Can a function with just one point in its domain be continuous?

Solution 1:

Based on the definitions Spivak gave, I suspect that (as discussed in comments) his definition of continuity is based on the assumption that we're dealing with functions defined everywhere, or at very least having domains with no isolated points.

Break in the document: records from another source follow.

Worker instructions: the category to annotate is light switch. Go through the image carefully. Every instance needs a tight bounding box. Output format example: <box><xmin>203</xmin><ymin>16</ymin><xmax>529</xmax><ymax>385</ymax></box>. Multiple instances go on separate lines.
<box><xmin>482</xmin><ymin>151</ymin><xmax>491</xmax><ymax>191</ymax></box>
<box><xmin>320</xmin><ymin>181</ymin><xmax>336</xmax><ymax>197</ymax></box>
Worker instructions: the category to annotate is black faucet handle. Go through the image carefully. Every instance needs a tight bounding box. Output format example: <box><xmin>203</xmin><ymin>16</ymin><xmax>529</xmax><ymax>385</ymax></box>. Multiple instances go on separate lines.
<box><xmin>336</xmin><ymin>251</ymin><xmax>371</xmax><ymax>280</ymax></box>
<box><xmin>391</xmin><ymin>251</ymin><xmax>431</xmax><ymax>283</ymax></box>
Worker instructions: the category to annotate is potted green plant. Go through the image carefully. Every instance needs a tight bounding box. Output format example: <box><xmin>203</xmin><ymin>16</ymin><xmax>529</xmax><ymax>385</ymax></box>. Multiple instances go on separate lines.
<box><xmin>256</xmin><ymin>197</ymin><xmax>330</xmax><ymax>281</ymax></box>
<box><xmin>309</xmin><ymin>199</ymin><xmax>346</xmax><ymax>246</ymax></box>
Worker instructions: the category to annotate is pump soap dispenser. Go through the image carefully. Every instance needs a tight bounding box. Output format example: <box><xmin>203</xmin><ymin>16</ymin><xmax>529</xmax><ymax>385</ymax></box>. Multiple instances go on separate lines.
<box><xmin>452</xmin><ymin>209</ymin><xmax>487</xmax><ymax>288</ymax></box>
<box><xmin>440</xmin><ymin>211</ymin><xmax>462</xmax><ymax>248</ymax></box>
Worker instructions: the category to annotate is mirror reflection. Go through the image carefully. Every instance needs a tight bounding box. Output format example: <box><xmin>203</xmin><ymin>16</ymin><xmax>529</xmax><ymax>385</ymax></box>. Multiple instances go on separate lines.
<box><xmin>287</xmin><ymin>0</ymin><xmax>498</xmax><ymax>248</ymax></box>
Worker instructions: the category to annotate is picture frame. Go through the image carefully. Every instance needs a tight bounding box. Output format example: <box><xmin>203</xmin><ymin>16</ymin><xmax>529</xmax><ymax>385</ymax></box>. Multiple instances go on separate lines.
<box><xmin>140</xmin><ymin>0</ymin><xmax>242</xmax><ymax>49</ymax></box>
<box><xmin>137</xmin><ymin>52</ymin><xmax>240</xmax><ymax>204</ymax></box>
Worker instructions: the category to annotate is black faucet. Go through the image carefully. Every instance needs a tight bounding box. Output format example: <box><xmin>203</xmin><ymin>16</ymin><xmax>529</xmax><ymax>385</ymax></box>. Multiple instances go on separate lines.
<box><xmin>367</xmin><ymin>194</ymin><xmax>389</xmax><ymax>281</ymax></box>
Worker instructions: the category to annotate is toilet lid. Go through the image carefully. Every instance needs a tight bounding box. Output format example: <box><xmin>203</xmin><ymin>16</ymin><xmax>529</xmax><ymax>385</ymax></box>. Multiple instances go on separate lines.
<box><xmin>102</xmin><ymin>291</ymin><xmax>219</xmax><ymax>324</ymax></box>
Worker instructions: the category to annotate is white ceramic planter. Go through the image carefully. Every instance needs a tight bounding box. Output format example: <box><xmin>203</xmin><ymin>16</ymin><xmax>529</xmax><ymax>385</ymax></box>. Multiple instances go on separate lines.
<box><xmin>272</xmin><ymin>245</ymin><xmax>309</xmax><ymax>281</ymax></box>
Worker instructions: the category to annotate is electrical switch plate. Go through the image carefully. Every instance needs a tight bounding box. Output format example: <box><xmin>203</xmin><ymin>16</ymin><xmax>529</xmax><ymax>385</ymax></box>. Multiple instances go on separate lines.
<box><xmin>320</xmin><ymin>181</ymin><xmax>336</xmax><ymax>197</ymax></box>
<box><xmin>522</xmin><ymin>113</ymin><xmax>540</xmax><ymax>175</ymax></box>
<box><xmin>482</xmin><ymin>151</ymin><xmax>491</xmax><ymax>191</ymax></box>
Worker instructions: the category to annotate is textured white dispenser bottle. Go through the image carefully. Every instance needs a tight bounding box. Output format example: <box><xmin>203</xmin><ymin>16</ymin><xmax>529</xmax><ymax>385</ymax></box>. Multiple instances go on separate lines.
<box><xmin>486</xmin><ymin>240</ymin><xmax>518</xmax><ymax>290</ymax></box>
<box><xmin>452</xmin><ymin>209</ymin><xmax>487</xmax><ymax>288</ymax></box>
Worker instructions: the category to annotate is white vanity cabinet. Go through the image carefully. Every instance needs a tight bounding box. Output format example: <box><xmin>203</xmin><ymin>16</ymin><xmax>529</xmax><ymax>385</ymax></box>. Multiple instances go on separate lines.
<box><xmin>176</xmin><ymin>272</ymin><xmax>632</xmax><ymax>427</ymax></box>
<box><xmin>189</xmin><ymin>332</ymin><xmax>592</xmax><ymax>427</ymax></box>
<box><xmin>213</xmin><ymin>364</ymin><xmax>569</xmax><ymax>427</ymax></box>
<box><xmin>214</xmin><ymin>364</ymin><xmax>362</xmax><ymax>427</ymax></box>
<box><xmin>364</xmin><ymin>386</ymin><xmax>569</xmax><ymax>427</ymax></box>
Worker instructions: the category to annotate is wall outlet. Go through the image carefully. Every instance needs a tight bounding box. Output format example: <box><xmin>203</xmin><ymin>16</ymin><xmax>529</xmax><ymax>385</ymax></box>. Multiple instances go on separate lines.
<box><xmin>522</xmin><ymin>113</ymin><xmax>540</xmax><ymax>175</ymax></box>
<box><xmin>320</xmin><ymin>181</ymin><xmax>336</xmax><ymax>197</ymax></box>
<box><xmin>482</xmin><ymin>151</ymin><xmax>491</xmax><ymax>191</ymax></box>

His definition does indeed break down (badly) for functions such as yours.

A related (but more general) definition given for continuity at a point $a$ of the domain of a function $f$ is something like $$\forall\epsilon>0\:\exists\delta>0\:\forall x\in\operatorname{dom}f\:\bigl[|x-a|<\delta\implies |f(x)-f(a)|<\epsilon\bigr]$$ This is provably equivalent to:

(i) $x$ is isolated in $\operatorname{dom}f$, or

(ii) $x$ is a point of accumulation of $\operatorname{dom}(f)$ and $\lim_{y\to x}f(y)=f(x)$.

The key to the proof is that for a point of accumulation $a$ of $\operatorname{dom}f,$ we say $\lim_{x\to a}f(x)=l$ iff $$\forall\epsilon>0\:\exists\delta>0\:\forall x\in\operatorname{dom}f\:\bigl[\color{red}{0<}|x-a|<\delta\implies |f(x)-l|<\epsilon\bigr]$$ Note that this definition also varies subtly and critically from Spivak's.

Solution 2:

The whole mess stems from the unfortunate definition of continuity adopted by many authors. I'd say continuity is the primary concept, and $\lim$ is an exception handling measure. For the purposes of elementary analysis a function $f$ is continuous at $a$ if for any $\epsilon>0$ there is a $\delta>0$ such that $|f(x)-f(a)|<\epsilon$ whenever $|x-a|<\delta$. This gives you the "chain rule for continuity" for free, whereas defining continuity via limits enforces a case analysis.